~2 GB (525600 行 x 302 列) の 120 個のファイルのコレクションで作業する必要があります。目標は、いくつかの統計を作成し、結果をクリーンな SQLite データベースに入れることです。
read.table() を使用してスクリプトをインポートすると、すべて正常に動作しますが、遅いです。そのため、data.table パッケージ (バージョン 1.9.2) の fread を試してみましたが、次のエラーが表示されます。
Error in fread(txt, header = T, select = c("YYY", "MM", "DD", :
Not positioned correctly after testing format of header row. ch=' '
データの最初の 2 行と 7 行は次のようになります。
YYYY MM DD HH mm 19490 40790
1991 10 1 1 0 1.046465E+00 1.568405E+00
したがって、先頭に最初のスペースがあり、次に日付列の間に 1 つのスペースだけがあり、次に他の列の間に任意の数のスペースがあります。
次のようなコマンドを使用して、スペースをコンマに変換しようとしました:
DT <- fread(
paste("sed 's/\\s\\+/,/g'", txt),
header=T,
select=c('HHHH','MM','DD','HH')
)
成功せず : 問題は残り、sed コマンドでは遅いようです。
Fread は、「任意の数のスペース」をセパレーターとして使用したり、先頭に空の列を配置したりするのが好きではないようです。何か案が ?
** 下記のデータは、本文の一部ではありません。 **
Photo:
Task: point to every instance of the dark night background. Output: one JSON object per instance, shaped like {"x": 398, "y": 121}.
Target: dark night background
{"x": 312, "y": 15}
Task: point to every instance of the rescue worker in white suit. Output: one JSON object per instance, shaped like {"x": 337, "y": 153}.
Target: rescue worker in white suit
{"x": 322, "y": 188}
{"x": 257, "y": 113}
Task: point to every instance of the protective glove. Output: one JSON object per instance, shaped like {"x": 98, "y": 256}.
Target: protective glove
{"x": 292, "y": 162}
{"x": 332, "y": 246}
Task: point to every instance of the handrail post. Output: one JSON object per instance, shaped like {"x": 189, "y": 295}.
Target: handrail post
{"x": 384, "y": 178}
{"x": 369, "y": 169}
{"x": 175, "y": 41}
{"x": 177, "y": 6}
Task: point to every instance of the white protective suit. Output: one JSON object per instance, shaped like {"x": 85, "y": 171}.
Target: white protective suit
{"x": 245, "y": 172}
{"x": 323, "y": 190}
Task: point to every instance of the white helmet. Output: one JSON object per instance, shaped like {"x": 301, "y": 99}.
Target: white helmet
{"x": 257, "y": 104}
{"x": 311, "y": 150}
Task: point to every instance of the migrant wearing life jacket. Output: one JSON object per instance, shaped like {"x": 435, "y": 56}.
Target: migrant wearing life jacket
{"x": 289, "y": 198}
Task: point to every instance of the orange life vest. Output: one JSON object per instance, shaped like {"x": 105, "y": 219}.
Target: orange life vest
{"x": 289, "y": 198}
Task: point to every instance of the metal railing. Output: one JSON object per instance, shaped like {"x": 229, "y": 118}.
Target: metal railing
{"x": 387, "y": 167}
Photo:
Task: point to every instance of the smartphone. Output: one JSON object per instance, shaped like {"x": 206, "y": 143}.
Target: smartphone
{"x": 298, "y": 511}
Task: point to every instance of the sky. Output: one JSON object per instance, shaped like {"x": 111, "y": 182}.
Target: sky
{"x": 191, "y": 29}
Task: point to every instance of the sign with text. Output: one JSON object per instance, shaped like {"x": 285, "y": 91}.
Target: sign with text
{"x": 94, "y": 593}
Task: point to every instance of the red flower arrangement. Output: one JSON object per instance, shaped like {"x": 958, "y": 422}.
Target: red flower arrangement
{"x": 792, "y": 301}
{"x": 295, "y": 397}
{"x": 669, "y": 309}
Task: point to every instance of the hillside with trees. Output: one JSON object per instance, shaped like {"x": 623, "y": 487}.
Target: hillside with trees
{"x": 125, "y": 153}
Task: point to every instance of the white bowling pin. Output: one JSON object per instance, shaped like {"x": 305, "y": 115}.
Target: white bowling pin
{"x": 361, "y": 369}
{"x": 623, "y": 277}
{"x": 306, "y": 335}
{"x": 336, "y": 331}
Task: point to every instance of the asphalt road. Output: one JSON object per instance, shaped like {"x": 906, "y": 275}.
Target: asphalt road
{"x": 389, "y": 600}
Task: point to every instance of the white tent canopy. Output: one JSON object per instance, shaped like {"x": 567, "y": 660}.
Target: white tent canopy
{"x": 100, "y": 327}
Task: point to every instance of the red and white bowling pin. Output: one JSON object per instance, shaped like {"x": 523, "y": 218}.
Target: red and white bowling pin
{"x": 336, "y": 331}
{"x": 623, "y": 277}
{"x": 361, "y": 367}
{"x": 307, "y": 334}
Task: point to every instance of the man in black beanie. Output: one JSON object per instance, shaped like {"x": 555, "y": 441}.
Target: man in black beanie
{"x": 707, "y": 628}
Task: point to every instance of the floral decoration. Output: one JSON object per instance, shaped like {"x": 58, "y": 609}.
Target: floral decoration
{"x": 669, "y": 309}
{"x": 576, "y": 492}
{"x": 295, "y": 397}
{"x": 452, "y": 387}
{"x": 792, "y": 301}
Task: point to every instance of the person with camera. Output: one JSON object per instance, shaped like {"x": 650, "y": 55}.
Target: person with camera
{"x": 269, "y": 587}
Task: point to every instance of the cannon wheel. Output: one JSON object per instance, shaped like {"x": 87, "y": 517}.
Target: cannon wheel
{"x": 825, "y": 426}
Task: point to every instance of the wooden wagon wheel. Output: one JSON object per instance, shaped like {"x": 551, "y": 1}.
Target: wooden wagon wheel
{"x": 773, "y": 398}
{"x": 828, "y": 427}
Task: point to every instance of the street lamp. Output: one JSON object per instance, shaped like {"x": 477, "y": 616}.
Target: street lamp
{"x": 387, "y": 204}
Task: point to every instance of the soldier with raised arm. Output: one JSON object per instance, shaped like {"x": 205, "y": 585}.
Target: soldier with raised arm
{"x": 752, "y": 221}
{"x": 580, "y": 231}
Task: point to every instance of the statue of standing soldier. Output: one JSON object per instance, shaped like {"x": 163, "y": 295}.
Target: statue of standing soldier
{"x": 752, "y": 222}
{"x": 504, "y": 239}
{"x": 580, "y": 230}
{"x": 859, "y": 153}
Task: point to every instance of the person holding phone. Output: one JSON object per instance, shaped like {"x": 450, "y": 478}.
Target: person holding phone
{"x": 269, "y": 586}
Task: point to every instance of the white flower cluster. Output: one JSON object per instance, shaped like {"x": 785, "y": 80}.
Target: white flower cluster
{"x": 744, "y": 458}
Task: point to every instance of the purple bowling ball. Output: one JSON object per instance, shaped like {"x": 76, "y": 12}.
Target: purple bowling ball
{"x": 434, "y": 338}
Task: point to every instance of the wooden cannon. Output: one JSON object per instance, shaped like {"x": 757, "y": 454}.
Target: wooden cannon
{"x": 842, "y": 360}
これは(おそらく)最小の再現可能な例です(40790の後の改行文字):
txt<-print(" YYYY MM DD HH mm 19490 40790
1991 10 1 1 0 1.046465E+00 1.568405E+00")
testDT<-fread(txt,
header=T,
select=c("YYY","MM","DD","HH")
)
ご協力いただきありがとうございます !
更新: - data.table 1.8.* ではエラーは発生しません。このバージョンでは、テーブルは 1 つの一意の行として読み取られますが、これは良くありません。
更新 2 - コメントで述べたように、sed を使用してテーブルをフォーマットし、fread で読み取ることができました。上記の回答にスクリプトを入れて、サンプル データセットを作成し、次に system.time () を比較します。